Legal Studies Association, after dinner address

Prof David Weisbrot AM. President, Australian Law Reform Commission, Rydges Hotel, Rosehill, 22 March 2007


Thank you very much, Tracey, for that generous introduction.

I very much enjoyed participating in the Legal Studies Association’s program last March, and I feel especially honoured to have been asked to deliver the After Dinner Address at this year’s event.

This is a much more difficult assignment, as my only instructions from Tracey were to talk about ‘whatever I liked’. 

Well, I like …

  • long walks on the beach on a rainy day;
  • puppies;
  • very strong coffee (in fact, I only support the use of nuclear energy if some of that will go into my macchiatos); and
  • travelling internationally, on other people’s money, at the pointy end of the plane.


As mentioned, I am the current President of the ALRC (and have been since June 1999), and my background is primarily as an academic lawyer—that is, as a career teacher of law, and as such I am very conscious of the effort it takes to distil all of the complexity of the law and to present it in an interesting and engaging way. 

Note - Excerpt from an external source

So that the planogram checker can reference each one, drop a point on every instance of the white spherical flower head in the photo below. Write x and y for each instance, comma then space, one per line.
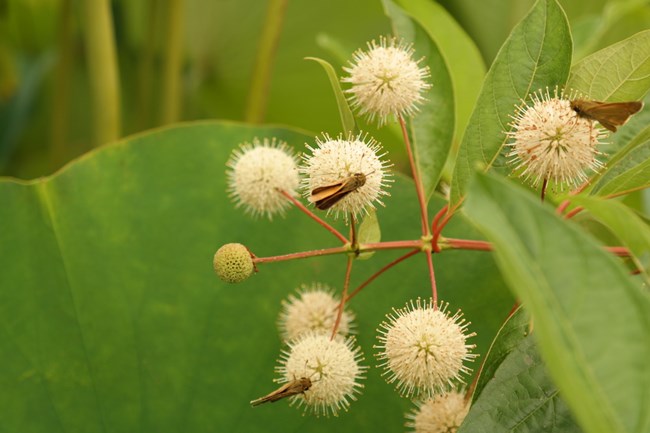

I should talk briefly about the ALRC—although many of you will be familiar with the concept of institutional law reform from the talk I gave last year.

Essentially, the ALRC is an independent, statutory, federally funded ‘think tank’ that provides high level legal and policy to Government(s)—and, increasingly in an era of deregulation and the diffusion of power and responsibility—to industry, the courts, the professions and others. 

[I like to think we have a high public profile, although at our last office Xmas party at a leading hotel, they had marked our tables as belonging to the  … ‘Australian Chloroform Commission’]

Under the ALRC’s establishing legislation, it has a mandate to:

  • simplify and modernise the law;
  • remove obsolete or unnecessary laws;
  • eliminate defects and anachronisms in the law;
  • systematically develop and reform the law;
  • consider possibilities for harmonisation of federal, state and territory — and increasingly international — laws; and
  • improve access to justice.

In carrying out our work, the ALRC is required to have regard to the ICCPR and other international and human rights obligations; as well as to consider the impact our recommendations will have on access to justice and the cost of administering and dispensing justice.

In 32 years of existence, the ALRC has worked across a very wide range of exciting areas. 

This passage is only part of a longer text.